Pasaron los días, luego las semanas y los meses. El chico, pese a las evidencias, no se convenció nunca de que no iba a encontrar a su chica. Eventualmente halló otra, con al cual tuvo un noviazgo más o menos largo, y luego hubo alguna otra. Nada, sin embargo, pudo reemplazar a la del tren. En el medio, cambió de empleo: aprovechando la experiencia ganada en su trabajo en la fábrica de muebles, se las ingenió para poner una propia.
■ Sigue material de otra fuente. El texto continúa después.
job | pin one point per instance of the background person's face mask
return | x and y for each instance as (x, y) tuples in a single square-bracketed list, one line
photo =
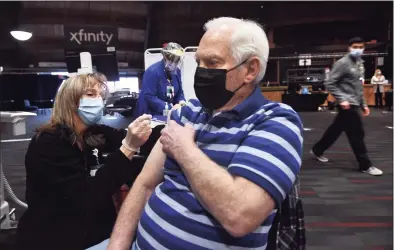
[(210, 87), (90, 110), (356, 52)]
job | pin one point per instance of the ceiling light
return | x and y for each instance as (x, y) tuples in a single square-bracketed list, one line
[(21, 35)]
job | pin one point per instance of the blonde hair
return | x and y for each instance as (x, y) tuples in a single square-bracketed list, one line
[(67, 101)]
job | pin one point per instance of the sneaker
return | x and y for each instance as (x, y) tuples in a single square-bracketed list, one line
[(319, 158), (373, 171)]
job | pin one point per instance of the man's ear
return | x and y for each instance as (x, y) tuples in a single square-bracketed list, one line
[(253, 69)]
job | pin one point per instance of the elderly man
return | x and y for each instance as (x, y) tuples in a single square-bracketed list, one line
[(224, 163)]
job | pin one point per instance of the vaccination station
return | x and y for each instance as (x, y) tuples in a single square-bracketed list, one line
[(262, 125)]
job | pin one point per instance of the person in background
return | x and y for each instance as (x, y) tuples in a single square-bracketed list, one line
[(345, 84), (162, 83), (378, 88), (67, 207), (225, 163)]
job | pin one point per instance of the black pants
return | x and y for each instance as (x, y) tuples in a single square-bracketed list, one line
[(378, 100), (349, 121)]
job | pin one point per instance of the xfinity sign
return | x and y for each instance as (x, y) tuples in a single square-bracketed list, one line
[(81, 36)]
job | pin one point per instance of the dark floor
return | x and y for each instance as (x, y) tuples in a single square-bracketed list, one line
[(344, 209)]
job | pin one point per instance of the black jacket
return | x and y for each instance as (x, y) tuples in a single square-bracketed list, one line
[(67, 208)]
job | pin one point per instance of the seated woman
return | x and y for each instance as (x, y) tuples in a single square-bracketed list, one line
[(67, 207)]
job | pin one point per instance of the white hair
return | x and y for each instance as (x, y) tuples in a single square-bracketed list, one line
[(248, 39)]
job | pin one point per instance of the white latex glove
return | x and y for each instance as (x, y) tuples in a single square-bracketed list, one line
[(138, 133)]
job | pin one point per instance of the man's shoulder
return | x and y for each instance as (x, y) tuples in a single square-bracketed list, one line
[(279, 116), (343, 60)]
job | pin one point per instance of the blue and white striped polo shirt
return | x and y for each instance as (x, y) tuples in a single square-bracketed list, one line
[(258, 140)]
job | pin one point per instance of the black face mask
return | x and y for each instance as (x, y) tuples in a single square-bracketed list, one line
[(210, 87)]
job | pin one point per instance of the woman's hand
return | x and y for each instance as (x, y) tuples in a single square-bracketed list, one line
[(138, 133)]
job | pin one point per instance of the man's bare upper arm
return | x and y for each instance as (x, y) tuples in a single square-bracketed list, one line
[(152, 172)]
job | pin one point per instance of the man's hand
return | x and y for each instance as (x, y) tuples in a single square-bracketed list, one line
[(366, 111), (176, 106), (345, 105), (177, 139)]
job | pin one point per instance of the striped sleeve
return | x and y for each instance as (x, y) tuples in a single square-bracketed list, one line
[(270, 156)]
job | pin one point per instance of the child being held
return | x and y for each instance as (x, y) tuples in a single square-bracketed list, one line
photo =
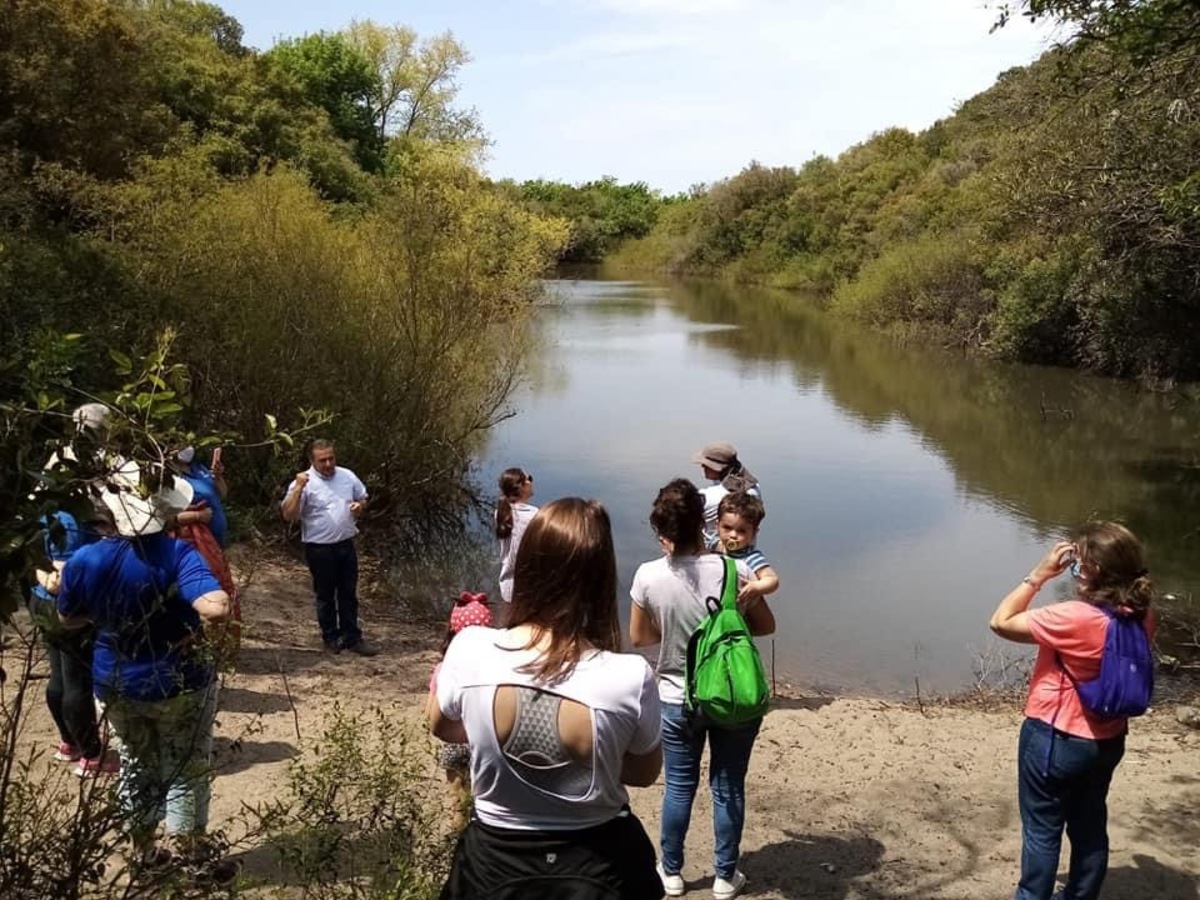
[(738, 517), (455, 759)]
Mal no le fue: pese a que sólo tenía el local original, en su barrio, lograba ganar suficiente dinero como para vivir, él y su pareja, que fue al fin de cuentas su segunda novia. Mucho más no se sabe de la vida del chico, sólo que unas cuantas veces se fue a la estación terminal de trenes, munido con golosinas y comestibles diversos unas veces, otras con elementos de librería, otras con linternas y aparatos similares, “que en la casa no pueden faltar, ante un corte de luz, ¿con qué se iluminará, señor? Cinco mil horas de duración de carga, veinte LEDs, en un comercio lo abonará cien pesos, hoy se la lleva por treinta”. Quizás esperó, en alguno de todos los viajes en tren que hizo (sé de buena fuente que no le fue mal vendiendo), encontrarse con aquella chica, de aquel viaje de domingo, de vuelta a la gran ciudad.